Kaluuya, 32, was born in London to Ugandan parents.
He drew on his respect for the Black Panthers leader to make the most of the role.
"To chairman Fred Hampton, bro, man, what a man. What a man. How blessed we are that we live in a lifetime where he existed. Thank you for your life," he said in his acceptance speech.
Kaluuya said he aimed to become a "vessel" for Hampton's spirit as the United States and other countries still confront the same racial issues the Panthers battled.
"Chairman Fred Hampton was a light, a beacon of a being who would illuminate all he touched with his incredible message," Kaluuya said last month after his Academy Award nomination, the second in his career.
Hampton was killed at the age of 21 after being shot by the Chicago police department during a predawn police raid on his apartment in 1969. He was possibly drugged the night before.
Another Black Panther activist Mark Clark was also killed.
Kaluuya also won a Golden Globe, a Screen Actors Guild Award and a Bafta for the role
"Thank you, God, thank you, God, I can't be here without your guidance and your protection. I'd like to thank my Mum, so thank you so much for pouring into me, you gave me everything, you gave me your factory settings, so I can stand at my fullest height," the actor said.
"Love to my sister, love to my niece, my friends and my family, everyone that I love from London town to Kampala."
Kaluuya was born in London and brought up by his mother, a Ugandan immigrant, in a public housing estate in the British capital.
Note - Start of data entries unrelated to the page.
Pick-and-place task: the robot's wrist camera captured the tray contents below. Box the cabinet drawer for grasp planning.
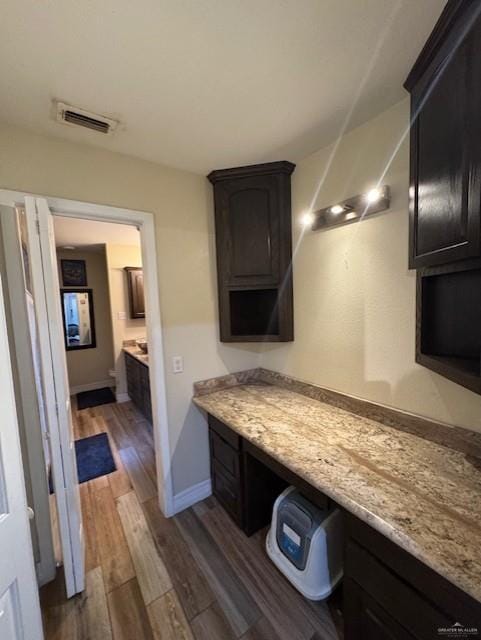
[209,414,241,451]
[345,538,452,638]
[344,578,415,640]
[209,429,239,478]
[212,460,241,524]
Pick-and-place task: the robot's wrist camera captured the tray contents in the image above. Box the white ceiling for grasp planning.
[53,215,140,251]
[0,0,445,173]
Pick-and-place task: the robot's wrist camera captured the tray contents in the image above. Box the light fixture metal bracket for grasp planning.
[311,185,391,231]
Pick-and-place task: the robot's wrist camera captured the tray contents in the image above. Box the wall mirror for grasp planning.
[60,289,96,351]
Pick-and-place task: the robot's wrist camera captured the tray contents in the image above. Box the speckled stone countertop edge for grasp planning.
[194,367,481,458]
[193,384,481,602]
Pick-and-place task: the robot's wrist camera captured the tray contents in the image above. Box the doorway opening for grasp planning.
[0,191,172,595]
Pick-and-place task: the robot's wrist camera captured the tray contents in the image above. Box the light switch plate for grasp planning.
[172,356,184,373]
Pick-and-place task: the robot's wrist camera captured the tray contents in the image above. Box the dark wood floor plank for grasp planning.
[41,567,112,640]
[119,447,157,502]
[175,509,262,636]
[147,589,194,640]
[142,498,215,620]
[107,579,154,640]
[107,429,133,498]
[116,491,172,604]
[80,482,100,571]
[190,602,236,640]
[242,618,280,640]
[91,487,135,592]
[203,506,337,640]
[104,405,132,449]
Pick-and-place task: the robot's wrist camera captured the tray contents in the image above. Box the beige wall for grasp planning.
[105,244,146,394]
[0,124,258,492]
[261,100,481,431]
[57,249,114,392]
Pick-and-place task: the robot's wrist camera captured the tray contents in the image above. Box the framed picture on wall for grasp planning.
[60,260,87,287]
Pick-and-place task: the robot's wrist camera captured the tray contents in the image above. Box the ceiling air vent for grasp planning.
[56,102,119,135]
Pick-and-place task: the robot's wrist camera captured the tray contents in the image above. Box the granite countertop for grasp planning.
[194,381,481,601]
[122,344,149,366]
His father stayed in Uganda.
He made his name in the race comedy-horror film "Get Out" and also starred in "Black Panther".
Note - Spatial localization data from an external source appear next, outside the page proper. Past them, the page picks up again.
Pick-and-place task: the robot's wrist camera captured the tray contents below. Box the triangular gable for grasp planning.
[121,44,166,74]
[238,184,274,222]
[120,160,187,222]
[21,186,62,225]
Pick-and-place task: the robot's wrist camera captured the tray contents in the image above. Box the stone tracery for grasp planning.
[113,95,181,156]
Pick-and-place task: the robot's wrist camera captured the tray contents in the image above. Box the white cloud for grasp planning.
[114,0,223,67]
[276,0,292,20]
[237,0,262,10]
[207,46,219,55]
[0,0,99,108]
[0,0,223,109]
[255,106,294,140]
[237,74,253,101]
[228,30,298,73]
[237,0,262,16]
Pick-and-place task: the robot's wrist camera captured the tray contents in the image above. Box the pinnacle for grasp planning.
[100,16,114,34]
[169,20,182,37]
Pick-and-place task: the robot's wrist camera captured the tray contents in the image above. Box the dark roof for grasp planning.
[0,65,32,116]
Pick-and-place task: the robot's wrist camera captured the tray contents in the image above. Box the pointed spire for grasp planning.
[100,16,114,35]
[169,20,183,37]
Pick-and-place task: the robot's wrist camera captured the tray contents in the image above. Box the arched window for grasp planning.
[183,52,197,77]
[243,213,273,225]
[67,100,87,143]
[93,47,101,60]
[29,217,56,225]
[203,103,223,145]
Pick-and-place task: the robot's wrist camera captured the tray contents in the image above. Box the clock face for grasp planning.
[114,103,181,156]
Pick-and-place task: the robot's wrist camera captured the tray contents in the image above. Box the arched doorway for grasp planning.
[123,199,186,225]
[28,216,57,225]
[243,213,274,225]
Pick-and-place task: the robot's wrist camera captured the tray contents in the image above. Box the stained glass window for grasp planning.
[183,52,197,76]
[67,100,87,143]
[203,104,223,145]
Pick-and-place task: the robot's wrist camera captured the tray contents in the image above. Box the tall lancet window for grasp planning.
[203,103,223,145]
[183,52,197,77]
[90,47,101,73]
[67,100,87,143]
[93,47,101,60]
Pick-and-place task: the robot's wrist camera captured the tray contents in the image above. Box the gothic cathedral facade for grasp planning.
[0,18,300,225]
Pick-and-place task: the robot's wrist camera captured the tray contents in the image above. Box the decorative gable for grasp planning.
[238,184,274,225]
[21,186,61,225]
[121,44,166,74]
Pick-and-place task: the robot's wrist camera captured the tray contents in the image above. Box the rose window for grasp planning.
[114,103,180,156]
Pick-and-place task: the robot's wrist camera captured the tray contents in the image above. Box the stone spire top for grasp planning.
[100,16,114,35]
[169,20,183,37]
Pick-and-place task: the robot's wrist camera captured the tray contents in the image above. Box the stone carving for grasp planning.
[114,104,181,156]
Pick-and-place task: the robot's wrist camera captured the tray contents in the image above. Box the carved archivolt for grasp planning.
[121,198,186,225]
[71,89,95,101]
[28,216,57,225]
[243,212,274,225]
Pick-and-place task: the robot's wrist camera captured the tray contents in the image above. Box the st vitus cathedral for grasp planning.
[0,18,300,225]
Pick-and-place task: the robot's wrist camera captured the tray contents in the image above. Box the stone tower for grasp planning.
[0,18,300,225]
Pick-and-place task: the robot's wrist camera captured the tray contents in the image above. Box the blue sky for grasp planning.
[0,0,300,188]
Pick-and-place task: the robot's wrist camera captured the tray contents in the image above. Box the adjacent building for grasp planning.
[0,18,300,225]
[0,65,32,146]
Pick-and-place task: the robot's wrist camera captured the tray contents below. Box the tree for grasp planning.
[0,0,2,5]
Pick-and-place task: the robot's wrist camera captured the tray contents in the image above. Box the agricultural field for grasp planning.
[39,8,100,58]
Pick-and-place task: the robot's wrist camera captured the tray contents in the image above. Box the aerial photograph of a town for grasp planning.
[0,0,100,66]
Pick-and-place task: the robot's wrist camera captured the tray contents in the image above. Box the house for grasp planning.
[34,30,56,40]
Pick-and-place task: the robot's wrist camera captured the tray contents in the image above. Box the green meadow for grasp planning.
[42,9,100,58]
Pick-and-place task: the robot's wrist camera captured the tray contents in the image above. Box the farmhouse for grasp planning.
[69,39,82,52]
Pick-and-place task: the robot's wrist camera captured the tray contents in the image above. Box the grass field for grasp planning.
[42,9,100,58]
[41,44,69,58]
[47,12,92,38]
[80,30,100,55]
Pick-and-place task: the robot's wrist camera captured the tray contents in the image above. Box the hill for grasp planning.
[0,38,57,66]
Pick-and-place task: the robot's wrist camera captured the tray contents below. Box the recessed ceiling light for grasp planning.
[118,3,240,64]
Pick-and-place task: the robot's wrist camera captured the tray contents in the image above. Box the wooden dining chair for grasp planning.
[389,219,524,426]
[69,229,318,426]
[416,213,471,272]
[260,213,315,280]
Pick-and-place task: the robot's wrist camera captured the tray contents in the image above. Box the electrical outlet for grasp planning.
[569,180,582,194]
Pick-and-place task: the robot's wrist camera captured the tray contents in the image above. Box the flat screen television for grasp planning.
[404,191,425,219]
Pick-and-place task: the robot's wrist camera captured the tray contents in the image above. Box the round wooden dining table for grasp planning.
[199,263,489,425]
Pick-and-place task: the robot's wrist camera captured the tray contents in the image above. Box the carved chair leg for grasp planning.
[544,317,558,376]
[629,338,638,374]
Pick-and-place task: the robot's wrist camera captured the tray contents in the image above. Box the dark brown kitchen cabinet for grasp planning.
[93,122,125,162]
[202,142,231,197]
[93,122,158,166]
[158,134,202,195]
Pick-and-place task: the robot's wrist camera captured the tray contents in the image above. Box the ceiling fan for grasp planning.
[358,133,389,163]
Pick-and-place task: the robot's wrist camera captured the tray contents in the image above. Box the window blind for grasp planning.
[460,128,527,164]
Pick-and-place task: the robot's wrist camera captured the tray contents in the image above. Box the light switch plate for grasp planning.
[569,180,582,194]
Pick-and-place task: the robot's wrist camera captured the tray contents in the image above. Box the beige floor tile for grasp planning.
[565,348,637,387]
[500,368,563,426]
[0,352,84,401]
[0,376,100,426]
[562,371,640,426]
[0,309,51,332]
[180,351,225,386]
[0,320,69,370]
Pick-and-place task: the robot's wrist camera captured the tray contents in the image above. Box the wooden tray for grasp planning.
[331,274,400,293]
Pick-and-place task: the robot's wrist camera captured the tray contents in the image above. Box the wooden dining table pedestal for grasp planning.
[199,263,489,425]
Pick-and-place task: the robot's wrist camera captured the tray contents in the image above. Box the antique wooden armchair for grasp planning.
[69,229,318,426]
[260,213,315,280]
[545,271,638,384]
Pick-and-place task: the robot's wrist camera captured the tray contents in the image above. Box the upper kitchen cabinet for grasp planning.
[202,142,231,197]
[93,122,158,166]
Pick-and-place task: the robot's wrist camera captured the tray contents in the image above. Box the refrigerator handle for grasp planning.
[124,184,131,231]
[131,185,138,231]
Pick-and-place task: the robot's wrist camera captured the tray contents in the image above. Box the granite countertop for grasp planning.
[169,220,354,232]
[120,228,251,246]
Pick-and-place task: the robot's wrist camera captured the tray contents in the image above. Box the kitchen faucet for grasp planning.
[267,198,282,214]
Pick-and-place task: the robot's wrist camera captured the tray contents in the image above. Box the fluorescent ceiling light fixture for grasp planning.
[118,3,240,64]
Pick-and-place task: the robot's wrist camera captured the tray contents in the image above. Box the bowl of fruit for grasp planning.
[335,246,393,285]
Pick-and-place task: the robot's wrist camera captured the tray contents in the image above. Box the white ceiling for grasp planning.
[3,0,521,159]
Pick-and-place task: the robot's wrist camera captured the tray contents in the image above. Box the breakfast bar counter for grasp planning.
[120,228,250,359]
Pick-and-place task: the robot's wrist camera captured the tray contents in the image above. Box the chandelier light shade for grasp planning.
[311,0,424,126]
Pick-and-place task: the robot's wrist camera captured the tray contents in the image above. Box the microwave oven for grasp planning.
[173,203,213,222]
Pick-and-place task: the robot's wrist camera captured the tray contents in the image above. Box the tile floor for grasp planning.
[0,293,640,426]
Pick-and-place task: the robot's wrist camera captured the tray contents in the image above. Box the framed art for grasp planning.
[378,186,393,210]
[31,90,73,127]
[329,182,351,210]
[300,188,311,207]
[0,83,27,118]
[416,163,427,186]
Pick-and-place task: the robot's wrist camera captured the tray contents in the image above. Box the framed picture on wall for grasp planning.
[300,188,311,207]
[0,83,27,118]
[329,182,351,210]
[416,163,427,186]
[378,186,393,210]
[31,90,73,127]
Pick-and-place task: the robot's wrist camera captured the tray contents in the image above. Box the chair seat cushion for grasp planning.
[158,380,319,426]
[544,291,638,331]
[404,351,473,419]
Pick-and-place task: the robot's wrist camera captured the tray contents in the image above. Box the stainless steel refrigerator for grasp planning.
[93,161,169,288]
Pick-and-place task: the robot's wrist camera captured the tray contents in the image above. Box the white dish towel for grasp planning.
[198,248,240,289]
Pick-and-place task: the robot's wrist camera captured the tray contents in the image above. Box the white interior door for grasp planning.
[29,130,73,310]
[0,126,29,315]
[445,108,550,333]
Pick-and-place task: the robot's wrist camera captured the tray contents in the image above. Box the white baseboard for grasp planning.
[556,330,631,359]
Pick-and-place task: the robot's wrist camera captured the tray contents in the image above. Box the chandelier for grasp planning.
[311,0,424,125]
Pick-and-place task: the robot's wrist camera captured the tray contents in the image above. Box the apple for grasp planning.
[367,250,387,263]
It was another big night for Chinese-born Chloé Zhao, who made history by becoming the first woman of colour and the second woman to win the best director award at the Oscars for "Nomadland".
Meanwhile, Youn Yuh-jung made history with her Oscar win, marking the first time a Korean actress has won the Best Supporting Actress category for her role as the grandmother in Korean-American family drama "Minari".